I found the text "" starting at index 1 and ending at index 1.
I found the text "a" starting at index 2 and ending at index 3.
I found the text "" starting at index 3 and ending at index 3.
I found the text "aaaa" starting at index 4 and ending at index 8.
I found the text "" starting at index 8 and ending at index 8.
I found the text "" starting at index 9 and ending at index 9.

量词除了可以指定它左边的单个字符的数量，还可以和“单字符匹配集”、“匹配组”配合使用。

贪婪模式、勉强模式、占有模式的区别

贪婪量词的匹配顺序是，首先匹配量词吞下能匹配的最大字符串，然后判断整个表达式是否匹配，如果不匹配，量词就回退最后一个字符，继续判断整个表达式是否匹配，一直到量词允许的最少字符。

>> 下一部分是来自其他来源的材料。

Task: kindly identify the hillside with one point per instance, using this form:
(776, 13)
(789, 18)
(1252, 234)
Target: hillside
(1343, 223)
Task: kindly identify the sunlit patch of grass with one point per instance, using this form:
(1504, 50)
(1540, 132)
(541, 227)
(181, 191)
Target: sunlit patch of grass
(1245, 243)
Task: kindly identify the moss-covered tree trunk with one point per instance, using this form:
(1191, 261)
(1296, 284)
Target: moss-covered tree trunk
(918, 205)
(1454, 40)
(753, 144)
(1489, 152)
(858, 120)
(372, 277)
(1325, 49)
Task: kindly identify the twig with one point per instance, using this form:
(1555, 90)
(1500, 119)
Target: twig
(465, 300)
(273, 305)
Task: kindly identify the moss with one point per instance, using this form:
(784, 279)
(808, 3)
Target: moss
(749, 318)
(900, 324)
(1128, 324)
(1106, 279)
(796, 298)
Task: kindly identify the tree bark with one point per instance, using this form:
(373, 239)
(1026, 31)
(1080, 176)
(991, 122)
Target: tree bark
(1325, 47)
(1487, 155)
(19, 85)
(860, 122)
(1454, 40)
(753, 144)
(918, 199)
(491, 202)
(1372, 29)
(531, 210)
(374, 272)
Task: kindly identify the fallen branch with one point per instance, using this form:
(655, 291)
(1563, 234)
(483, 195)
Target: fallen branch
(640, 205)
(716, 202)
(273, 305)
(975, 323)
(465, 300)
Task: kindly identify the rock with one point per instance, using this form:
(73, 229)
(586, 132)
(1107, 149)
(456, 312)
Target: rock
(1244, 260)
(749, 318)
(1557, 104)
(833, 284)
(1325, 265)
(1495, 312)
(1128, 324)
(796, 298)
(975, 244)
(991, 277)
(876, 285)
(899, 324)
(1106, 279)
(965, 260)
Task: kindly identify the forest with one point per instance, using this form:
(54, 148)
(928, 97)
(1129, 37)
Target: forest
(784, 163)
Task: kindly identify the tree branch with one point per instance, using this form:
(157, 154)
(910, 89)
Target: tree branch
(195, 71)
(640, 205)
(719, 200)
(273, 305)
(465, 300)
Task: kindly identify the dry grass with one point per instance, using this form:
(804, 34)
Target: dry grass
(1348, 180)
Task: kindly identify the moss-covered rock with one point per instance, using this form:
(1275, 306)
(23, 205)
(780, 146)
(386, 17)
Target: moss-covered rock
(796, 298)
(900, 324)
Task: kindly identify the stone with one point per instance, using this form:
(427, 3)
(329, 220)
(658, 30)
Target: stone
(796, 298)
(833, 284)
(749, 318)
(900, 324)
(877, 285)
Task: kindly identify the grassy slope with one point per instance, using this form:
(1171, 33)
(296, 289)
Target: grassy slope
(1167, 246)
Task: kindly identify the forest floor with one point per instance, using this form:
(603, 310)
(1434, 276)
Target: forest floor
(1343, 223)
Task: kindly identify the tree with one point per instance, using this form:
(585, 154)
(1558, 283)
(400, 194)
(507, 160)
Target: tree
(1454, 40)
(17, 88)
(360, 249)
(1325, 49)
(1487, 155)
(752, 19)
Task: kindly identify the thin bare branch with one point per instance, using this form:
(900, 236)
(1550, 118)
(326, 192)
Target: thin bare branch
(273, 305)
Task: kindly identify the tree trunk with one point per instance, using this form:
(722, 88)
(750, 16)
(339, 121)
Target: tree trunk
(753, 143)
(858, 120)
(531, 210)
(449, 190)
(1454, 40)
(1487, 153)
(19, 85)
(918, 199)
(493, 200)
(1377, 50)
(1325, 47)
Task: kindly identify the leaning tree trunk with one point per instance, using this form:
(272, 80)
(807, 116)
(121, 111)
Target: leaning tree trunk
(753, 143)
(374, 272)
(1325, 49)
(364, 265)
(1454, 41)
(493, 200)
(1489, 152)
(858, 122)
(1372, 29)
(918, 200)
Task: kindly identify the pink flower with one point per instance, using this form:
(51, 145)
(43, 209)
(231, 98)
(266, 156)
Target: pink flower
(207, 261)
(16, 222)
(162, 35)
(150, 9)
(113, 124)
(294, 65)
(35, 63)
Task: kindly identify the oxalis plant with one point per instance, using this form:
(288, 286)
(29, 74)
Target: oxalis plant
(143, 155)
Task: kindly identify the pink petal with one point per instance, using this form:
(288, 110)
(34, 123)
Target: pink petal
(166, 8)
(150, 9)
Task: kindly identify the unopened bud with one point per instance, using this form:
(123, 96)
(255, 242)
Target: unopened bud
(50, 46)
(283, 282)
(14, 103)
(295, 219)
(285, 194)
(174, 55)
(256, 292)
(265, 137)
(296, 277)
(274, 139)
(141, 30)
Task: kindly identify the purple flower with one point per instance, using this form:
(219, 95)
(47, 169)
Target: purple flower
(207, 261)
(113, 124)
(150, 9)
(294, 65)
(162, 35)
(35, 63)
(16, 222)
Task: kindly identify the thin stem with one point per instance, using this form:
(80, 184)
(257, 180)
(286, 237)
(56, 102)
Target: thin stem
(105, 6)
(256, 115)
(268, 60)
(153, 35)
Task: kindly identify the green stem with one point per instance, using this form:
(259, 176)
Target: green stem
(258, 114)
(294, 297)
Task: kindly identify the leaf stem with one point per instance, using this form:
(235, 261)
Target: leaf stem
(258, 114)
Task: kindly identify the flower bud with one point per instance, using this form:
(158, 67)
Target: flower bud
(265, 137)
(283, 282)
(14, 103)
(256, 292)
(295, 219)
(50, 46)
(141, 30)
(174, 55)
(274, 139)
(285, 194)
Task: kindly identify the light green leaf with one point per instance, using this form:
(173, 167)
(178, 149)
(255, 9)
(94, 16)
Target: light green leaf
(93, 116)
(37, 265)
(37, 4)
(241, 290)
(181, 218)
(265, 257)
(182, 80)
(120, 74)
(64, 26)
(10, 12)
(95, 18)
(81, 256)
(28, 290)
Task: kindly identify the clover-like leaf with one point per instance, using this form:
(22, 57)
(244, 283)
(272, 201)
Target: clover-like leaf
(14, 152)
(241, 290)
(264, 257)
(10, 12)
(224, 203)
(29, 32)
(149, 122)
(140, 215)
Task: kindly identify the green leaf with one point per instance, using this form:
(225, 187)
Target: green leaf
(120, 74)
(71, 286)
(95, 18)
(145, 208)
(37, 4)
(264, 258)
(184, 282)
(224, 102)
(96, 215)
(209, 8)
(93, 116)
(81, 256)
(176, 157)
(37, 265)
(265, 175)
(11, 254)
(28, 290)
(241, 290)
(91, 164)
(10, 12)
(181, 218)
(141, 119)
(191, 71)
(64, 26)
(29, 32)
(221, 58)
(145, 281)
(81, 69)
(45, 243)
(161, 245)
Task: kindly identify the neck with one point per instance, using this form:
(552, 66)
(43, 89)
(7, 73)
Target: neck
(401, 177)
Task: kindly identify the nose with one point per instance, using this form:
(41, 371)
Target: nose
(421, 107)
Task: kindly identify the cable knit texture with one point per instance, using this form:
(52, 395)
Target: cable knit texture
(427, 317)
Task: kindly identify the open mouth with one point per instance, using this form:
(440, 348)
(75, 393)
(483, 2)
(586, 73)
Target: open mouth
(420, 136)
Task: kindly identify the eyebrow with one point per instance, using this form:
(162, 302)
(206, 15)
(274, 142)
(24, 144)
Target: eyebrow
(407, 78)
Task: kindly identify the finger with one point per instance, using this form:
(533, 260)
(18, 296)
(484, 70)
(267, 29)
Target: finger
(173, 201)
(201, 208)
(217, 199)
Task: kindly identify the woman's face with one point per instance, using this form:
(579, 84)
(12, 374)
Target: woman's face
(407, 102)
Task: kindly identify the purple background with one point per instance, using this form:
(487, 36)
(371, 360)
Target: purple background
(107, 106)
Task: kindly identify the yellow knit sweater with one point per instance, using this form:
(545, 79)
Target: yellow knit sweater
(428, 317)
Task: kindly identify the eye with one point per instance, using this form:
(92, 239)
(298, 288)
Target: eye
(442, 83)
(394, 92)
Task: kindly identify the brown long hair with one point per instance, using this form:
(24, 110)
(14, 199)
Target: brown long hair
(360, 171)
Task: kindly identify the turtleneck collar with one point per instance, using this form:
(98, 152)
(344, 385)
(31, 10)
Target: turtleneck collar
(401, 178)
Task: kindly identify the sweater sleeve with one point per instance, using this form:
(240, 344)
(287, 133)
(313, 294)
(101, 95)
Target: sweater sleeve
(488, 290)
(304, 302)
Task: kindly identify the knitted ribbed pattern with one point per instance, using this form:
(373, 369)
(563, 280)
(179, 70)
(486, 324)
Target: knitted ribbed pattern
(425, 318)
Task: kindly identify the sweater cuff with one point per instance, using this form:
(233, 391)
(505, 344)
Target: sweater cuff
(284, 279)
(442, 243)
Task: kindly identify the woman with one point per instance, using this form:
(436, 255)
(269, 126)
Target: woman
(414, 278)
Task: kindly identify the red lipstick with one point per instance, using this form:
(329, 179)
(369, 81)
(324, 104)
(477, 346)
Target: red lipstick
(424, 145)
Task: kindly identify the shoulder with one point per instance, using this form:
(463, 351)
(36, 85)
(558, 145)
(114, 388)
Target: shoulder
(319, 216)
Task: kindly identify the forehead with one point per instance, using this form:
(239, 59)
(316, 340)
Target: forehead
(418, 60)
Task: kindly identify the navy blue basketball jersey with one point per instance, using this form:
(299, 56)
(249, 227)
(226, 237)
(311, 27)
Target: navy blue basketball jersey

比如，.*foo 对输入字符串 xfooxxxxxxfoo 进行匹配时，.* 首先吞下整个字符串，此时匹配失败，因为 .* 后面的 foo 找不到匹配项。所以贪婪量词就会逐个字符地回退，直到 .* 只吞下 xfooxxxxxx 时，匹配成功。

不情愿量词的匹配顺序是，首先不情愿量词吞下能匹配的最小字符串，然后判断整个表达式是否匹配，如果不匹配，就不情愿地吞下下一个字符，继续判断整个表达式是否匹配，一直到不情愿量词吞下允许的最大字符。比如，.*？foo 对输入字符串 xfooxxxxxxfoo 进行匹配时，首先吞下零长度，此时匹配失败（因为.*？ 后的 foo 没找到匹配），所以不情愿量词就逐个字符地吞下，吞下 x 时，匹配成功，然后从这次匹配的末尾继续匹配。

占有量词的匹配顺序是，首先匹配量词吞下能匹配的最大字符串，然后判断整个表达式是否匹配，如果不匹配，占有量词不能回退字符，直接结束匹配。比如，.*+foo 对输入字符串 xfooxxxxxxfoo 进行匹配时，.*+ 首先吞下整个字符串，此时匹配失败，因为 .* 后面的 foo 找不到匹配项，因为占有量词不能回退吞下的字符串，所以返回不匹配。

Enter your regex: .*foo  // greedy quantifier
Enter input string to search: xfooxxxxxxfoo
I found the text "xfooxxxxxxfoo" starting at index 0 and ending at index 13.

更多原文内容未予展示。